Following the implementation of wave one, FSS engaged with all stakeholders, gathering feedback, and seeking to enhance client experience in the forthcoming waves. Now, looking to the next phase of the FMSS journey, Kelly remains stakeholder experience orientated.
“My ambition is that we make the transition experience as smooth as possible for all stakeholders. We want to secure the buy in of all client departments, developing a collaborative way of working,” she says, concluding: “If we can do this, we will be prepared to address the many challenges which will inevitably emerge. Ultimately, we will transition our client departments into a fully integrated finance system, design best in class processes and controls, and provide the assurance required by all accounting officers. In the meantime, the support we have received from the leadership across the civil service will sustain us on that journey.”
Profile: Bernie Kelly
Bernie Kelly is head of Finance Shared Services at the National Shared Services Office. She has 20 years’ experience in senior leadership roles across several global multinationals including Cambridge Diagnostics, Nortel Networks, and Avaya.

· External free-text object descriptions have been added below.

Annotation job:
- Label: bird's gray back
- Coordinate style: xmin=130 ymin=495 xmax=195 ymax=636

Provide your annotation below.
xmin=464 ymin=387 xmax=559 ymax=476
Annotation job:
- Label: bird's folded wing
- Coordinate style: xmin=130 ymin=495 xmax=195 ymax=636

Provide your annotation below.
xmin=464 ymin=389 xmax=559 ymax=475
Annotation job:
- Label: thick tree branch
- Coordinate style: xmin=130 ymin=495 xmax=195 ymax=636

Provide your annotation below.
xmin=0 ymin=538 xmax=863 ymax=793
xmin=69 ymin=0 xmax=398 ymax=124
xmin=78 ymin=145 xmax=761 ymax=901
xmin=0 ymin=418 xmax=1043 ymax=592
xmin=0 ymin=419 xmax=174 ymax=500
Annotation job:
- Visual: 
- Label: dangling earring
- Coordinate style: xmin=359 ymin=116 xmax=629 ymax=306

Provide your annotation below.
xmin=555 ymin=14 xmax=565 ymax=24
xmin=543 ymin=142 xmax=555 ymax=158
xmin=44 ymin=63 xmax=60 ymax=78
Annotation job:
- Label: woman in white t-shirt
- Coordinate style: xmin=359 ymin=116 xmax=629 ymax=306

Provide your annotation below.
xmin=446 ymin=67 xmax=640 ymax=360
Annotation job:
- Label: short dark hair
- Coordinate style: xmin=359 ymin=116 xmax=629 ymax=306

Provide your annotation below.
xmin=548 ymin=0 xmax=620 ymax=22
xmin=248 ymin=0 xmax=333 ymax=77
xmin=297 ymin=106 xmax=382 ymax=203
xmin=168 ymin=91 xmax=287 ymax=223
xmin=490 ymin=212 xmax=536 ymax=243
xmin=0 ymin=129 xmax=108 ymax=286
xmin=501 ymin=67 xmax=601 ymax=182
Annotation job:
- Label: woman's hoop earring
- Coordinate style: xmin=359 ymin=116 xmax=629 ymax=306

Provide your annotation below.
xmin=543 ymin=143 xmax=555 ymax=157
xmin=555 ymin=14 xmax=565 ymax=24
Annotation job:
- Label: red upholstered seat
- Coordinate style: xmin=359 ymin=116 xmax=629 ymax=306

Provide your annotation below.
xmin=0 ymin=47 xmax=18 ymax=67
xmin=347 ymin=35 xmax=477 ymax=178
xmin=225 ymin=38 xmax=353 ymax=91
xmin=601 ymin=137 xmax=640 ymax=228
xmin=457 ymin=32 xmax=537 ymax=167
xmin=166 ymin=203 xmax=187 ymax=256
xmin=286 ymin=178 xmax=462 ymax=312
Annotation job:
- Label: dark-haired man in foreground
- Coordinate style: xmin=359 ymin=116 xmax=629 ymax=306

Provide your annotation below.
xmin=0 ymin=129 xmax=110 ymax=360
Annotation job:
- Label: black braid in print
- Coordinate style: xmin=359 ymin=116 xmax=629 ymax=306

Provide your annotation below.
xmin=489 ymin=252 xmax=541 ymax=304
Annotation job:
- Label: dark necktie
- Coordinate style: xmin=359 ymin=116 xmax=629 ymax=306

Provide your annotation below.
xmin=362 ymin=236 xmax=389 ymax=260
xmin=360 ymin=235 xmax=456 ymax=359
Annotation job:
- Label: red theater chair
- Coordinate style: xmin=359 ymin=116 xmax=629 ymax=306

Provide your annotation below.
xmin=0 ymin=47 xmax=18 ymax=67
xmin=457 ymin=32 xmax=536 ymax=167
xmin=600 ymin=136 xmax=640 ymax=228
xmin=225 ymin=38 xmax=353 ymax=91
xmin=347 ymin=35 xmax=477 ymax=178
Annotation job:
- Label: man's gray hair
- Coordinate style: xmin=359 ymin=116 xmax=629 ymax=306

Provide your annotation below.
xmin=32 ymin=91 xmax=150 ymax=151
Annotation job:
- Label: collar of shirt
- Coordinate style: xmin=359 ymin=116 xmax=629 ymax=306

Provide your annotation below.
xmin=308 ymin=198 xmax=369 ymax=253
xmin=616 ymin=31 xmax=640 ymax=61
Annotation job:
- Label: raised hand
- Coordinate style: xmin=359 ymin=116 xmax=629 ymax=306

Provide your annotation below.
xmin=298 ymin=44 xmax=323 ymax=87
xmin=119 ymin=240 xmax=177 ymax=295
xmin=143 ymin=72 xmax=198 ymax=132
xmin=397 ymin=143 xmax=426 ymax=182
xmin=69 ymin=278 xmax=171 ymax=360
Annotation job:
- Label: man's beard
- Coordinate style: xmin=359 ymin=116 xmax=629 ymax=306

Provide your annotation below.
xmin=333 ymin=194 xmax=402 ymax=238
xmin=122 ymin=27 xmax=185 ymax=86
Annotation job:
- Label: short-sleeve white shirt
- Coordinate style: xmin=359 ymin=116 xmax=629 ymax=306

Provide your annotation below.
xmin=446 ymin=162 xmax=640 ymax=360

As a CIMA Accountant, Kelly has previously served on the CIMA Council of Ireland and as Chair of the Western Area Branch. She is an experienced senior leader in operations, shared services, and finance, including shared services in EMEA finance services, global order to cash operations, global forecasting and outlook management, cross functional transformational projects, statutory control accounting, financial planning, and analysis, as well as treasury management, and management accounting.